Eğitim veren yüzbaşıyla aramızdan su sızmaması yetmedi. (bu yüzbaşı, ileride pilot olduğumda her havalimanında bir hatunum olacağını söyleyerek beni motive etmeye çalışmıştı)


Ben asker değildim, asker olamazdım.


Gerekli gereksiz sorgulayan, eleştiren, itaat edemeyen, ciddi olamayan, her ortamda bir mizah yakalamaya çalışan biriydim.


Kantinde sabırsızca turluyor, saat saat umutsuzca direnmeye çalışıyordum. Çenemi tutup boyun eğmem ve ağırbaşlı davranmam için kendime yalvarıp yakarıyordum. Geri dönemezdim, hayatım yoktu benim, daha başta kaybetmiştim.
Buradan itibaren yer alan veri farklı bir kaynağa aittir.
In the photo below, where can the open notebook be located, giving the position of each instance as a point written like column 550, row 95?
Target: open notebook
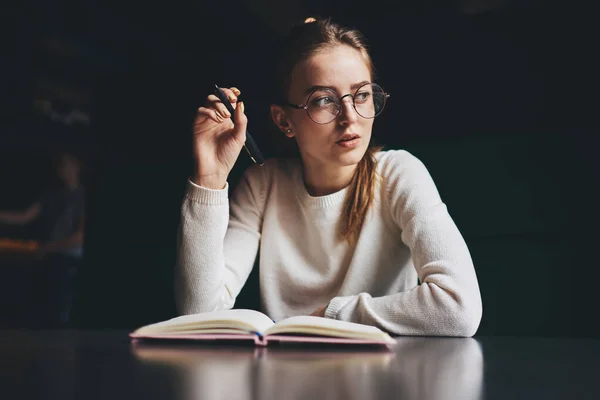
column 256, row 326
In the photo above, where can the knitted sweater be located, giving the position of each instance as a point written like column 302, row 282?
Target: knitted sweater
column 305, row 263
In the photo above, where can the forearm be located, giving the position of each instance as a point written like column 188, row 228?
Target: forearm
column 209, row 277
column 447, row 303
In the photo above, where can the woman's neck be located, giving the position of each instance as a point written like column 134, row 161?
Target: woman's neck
column 321, row 180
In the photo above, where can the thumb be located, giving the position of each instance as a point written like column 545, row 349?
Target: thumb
column 241, row 122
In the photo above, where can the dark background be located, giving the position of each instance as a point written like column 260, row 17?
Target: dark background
column 497, row 98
Sonunda istifa dilekçemi verirken ağlıyordum. Çadırımdan eşyalarımı toplarken ağlıyordum. İçtima yapmış arkadaşlarımın önünden bavulum elimde kampı terk ederken ağlıyordum. Ömrüm boyunca saçlarım üçe vurulmuş halde, hiçbir şeye gıkımı çıkarmadan yaşamayı göze alabilirdim, ayrılmak istemiyordum.


Yalova'dan İstanbul'a dönüş yolunda "sen asla uslanmayacaksın!" diyerek kendimi kınıyor, şimdiden pişmanlık ve utanç duygularıyla kıvranıyordum. Kara kara çaresizliğimin derinliğini düşünüyordum. Pençesine düştüğüm alışkanlıklarla kendi ayağımla dar ağacına çıkıyordum. Arenada gladyatörlerin arasına eğlence olsun diye atılmak için sırasını bekleyen bir köleydim.


Orada geçirdiğim iki hafta askeri değil adeta insani bir kamp olmuştu benim için.

Yeni değerler edinmiştim, karşı cinse bir insan gibi bakılabileceğini öğrenmiştim.

Taşlaşmış kalbim yumuşamıştı, kibrim sarsılmıştı. Günler boyu ağlamaya devam etmiştim.


Hiç aklıma gelmeyecek bambaşka bir tecrübeye hazırlanmakta olduğumu nereden bilebilirdim.